15. A controller of a machine, comprising:
one or more processors; and
memory storing computer-executable instructions that, when executed by the one or more processors, cause the one or more processors to perform operations comprising:
obtaining sensor data captured by a sensor of the machine based on a sensor reference frame;
determining, based on the sensor data, locations of one or more marker points on the machine;
determining, based on the sensor data, a first location and a first orientation of a machine reference frame associated with the machine, relative to the locations of the one or more marker points;
determining, based on the sensor data, a second location and a second orientation of the sensor, relative to the locations of the one or more marker points;
determining, based on the first location, the first orientation, the second location, and the second orientation relative to the locations of the one or more marker points, transformation data indicating a third location and a third orientation of the sensor within the machine reference frame; and
generating calibration data, for the sensor, indicating the transformation data.
16. The controller of claim 15, wherein the sensor is a Light Detection and Ranging (LiDAR) sensor or a camera.
17. The controller of claim 15, wherein the one or more marker points are points on an exterior of the machine that are depicted in the sensor data captured by the sensor.
18. The controller of claim 15, wherein the computer-executable instructions cause the one or more processors to use the calibration data to interpret subsequent sensor data captured by the sensor.

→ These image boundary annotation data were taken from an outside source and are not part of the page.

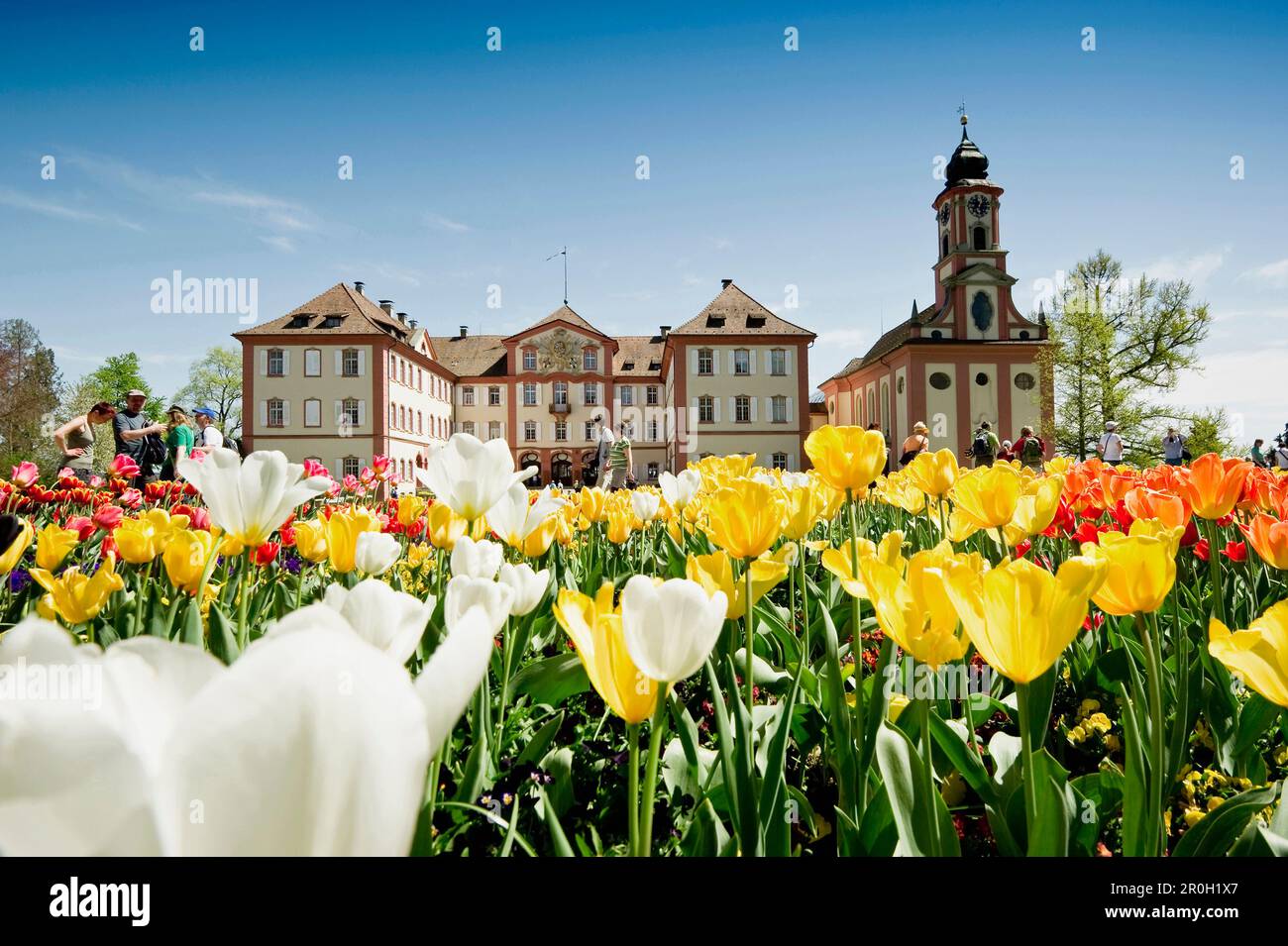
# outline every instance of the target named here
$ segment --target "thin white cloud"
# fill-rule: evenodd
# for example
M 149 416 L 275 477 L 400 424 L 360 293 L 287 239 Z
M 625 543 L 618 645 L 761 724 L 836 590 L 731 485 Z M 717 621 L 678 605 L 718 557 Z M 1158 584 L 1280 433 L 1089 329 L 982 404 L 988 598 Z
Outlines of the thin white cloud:
M 68 207 L 64 203 L 58 203 L 57 201 L 43 201 L 35 197 L 28 197 L 27 194 L 19 193 L 17 190 L 10 190 L 8 188 L 0 189 L 0 203 L 14 207 L 17 210 L 27 210 L 32 214 L 40 214 L 41 216 L 52 216 L 59 220 L 73 220 L 77 223 L 91 223 L 91 224 L 109 224 L 115 227 L 124 227 L 130 230 L 142 232 L 143 228 L 137 223 L 125 220 L 124 218 L 109 215 L 109 214 L 95 214 L 89 210 L 81 210 L 79 207 Z
M 442 214 L 426 214 L 425 223 L 439 230 L 447 230 L 448 233 L 469 233 L 470 225 L 462 224 L 460 220 L 452 220 L 443 216 Z
M 1288 260 L 1267 263 L 1264 266 L 1248 269 L 1239 273 L 1239 279 L 1261 283 L 1276 290 L 1288 288 Z

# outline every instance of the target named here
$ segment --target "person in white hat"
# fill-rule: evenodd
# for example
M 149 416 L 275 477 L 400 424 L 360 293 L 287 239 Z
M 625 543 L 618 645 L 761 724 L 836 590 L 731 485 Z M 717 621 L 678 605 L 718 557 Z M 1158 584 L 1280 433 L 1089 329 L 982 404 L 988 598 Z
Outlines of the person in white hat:
M 1096 453 L 1106 463 L 1123 462 L 1123 439 L 1118 435 L 1118 425 L 1113 421 L 1105 421 L 1105 432 L 1096 444 Z

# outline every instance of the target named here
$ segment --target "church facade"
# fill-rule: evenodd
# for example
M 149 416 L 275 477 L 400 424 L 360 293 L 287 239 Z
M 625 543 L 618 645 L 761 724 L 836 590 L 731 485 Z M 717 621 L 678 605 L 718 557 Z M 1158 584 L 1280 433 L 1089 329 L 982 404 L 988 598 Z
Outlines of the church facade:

19. The controller of claim 15, wherein the computer-executable instructions cause the one or more processors to determine, based on the calibration data, expected positions of the one or more marker points within instances of the sensor data captured by the sensor.
20. The controller of claim 19, wherein the computer-executable instructions cause the one or more processors to:
obtain subsequent sensor data captured by the sensor;
determine positions of the one or more marker points within the subsequent sensor data;
determine that the positions of the one or more marker points within the subsequent sensor data are located at least a threshold distance away from the expected positions; and
generate a calibration loss alert, associated with the sensor, based on determining that the positions are at least the threshold distance away from the expected positions.